Zahỳ Tentehar faz a interpretação da Onça Pajé, centrada entre um grupo de onças encenadas. “Numa espécie de força da natureza que se vinga pelos milhares de indígenas e mulheres indígenas assassinadas, estupradas e roubadas de suas culturas pelos colonizadores”, diz Forjaz. “Podemos pensar também como um rito de canibalismo guerreiro, em que há anexação dos elementos do inimigo, como uma cultura antropofágica e híbrida, como são as contradições postas na cultura brasileira”, acrescenta.
As apresentações contam com intérpretes de Libras e audiodescritores, proporcionando ao público com deficiência auditiva e visual a participação na imersão que as cenas sugerem.
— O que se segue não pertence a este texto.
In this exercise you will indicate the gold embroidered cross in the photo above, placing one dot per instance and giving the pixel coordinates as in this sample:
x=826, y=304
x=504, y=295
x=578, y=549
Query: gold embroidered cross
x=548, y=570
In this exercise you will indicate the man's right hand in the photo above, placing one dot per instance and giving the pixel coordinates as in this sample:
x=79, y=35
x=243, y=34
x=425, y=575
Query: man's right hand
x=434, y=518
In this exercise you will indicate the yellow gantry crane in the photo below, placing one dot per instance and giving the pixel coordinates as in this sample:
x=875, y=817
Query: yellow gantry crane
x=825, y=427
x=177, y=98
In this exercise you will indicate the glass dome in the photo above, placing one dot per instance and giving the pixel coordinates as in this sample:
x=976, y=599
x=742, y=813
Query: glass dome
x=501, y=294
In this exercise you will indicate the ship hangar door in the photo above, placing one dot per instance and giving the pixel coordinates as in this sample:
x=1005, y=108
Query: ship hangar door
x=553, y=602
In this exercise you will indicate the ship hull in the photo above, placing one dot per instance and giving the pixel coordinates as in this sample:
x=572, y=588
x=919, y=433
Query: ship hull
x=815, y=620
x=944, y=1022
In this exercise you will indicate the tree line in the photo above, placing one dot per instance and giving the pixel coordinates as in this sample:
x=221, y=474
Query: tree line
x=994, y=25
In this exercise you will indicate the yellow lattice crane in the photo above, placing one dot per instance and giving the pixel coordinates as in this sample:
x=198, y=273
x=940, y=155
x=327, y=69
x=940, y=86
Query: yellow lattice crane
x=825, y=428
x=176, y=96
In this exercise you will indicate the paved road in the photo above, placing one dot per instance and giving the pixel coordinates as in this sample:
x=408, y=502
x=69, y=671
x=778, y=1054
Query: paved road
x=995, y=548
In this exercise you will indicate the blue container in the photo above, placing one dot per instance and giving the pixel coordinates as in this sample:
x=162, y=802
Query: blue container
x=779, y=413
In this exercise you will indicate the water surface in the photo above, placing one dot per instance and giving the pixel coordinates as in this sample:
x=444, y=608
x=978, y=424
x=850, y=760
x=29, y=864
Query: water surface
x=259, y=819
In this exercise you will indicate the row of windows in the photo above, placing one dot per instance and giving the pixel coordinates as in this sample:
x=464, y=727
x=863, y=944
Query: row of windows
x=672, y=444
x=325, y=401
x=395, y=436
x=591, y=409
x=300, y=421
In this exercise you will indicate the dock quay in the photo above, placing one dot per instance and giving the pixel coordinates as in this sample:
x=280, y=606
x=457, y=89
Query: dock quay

“Esta é a minha primeira vez no Theatro e também a primeira vez que assisto a uma ópera. Gostei bastante e é uma experiência mágica ver tantos indígenas nesse lugar ainda visto como elitizado. Saio daqui refletindo sobre o quanto essas apresentações precisam ainda mais serem acessíveis às pessoas surdas”, contou Alan Sousa, em entrevista realizada em Libras pela reportagem. Ele esteve acompanhado da sua esposa Vânia Carla, que também é uma pessoa com deficiência auditiva.